One of the more well-known vitamins is Vitamin C or Ascorbic Acid.
This water soluble vitamin plays a role in many important bodily functions. Since it’s water soluble, what the body doesn’t use will pass out of the body in the urine.
While the official recommended daily allowances (60 mg per day for adults) are quite low, there are no known problems associated with an over-abundance of Vitamin C (you will know you have more than you can use if you start getting “loose stool”).
Probably the most important function of Vitamin C is its antioxidant effects. Oxidants are free radicals that, if not controlled, can significantly damage cells. Much in the same way that rust breaks down a car’s exterior, so too can free radicals damage the skin and other body parts.
Vitamin C is crucial to the body’s ability to produce collagen, an important protein that keeps skin damage minimal. Collagen can delay the development of wrinkles and saggy skin by helping skin hold onto its elasticity. Vitamin C also expedites the body’s ability to repair tissues so wounds heal more quickly.
Ascorbic acid is necessary for the process involved with metabolizing folic acid, iron, tyrosine and phenylalanine. The body cannot properly utilize carbohydrates without Vitamin C. It is also needed to synthesize fats and proteins.
Vitamin C can also help a person recover from the effects of a cold more quickly. It accomplishes this task by increasing the production of white blood cells and antibodies. And because it keeps the immune system strong, this vitamin can actually prevent a cold from developing.

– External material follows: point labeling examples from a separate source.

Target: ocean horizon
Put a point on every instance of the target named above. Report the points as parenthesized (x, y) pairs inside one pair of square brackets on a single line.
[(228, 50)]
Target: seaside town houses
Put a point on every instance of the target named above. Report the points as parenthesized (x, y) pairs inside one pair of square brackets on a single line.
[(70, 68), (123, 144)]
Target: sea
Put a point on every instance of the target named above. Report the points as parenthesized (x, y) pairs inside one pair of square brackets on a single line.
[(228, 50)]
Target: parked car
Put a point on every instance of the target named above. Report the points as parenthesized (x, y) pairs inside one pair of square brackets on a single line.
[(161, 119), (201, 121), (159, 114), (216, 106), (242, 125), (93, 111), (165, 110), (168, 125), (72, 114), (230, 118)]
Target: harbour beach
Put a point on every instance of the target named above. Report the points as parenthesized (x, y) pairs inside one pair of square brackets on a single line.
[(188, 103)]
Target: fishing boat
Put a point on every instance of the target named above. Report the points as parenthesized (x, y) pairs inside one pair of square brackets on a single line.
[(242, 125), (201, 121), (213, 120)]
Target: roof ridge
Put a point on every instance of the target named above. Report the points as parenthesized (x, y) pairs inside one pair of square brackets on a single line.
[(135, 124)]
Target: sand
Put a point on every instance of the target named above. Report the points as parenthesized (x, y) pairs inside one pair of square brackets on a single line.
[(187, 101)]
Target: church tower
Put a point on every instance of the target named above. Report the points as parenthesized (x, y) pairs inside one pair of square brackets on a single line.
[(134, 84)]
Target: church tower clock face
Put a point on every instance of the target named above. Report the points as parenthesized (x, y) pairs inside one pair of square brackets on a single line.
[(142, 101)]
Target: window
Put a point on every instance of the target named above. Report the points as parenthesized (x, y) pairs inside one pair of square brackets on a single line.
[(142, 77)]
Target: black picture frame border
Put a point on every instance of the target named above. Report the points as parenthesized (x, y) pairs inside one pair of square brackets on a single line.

Vitamin C strengthens artery walls, avoiding the development of (cholesterol) plaque build-up. It helps with the bone marrow’s ability to produce red blood cells and hemoglobin. And Vitamin C helps keep the nervous system healthy.
Studies investigating Ascorbic acid’s ability to slow down and possibly even prevent the formation of cataracts are ongoing and show promising results.
Sources of Vitamin C
Fruits contain plenty of vitamin C, especially organic oranges, tangerines, limes, guava, lemons, papayas, strawberries, black currants, grapefruit and mangoes. Many vegetables contain Vitamin C including collard greens, sweet and hot peppers, broccoli, tomatoes, brussels sprouts, cabbage, potatoes, kale, spinach, and watercress (organic produce is more likely to have received good soil nutrition).
To preserve more of the Vitamin C content, eat these fruits and vegetables raw or only slightly cooked. Steam and exposure to light break down this vitamin.
Symptoms of a Vitamin C Deficiency
The most famous of conditions associated with a Vitamin C deficiency is Scurvy, a condition that used to affect sailors who spent long periods at sea. Early symptoms of Scurvy affect the mouth area including gums that bleed and teeth that become loose. As it progresses, muscles become weak and joints become painful. In effect, scurvy kills by slowly bleeding you to death.
Other signs that the body may be experiencing a deficiency of Vitamin C include frequent infections, prolonged colds, easily bruised body parts, painful and/or swollen joints, nose bleeds, and anemia symptoms including tiredness and loss of skin color.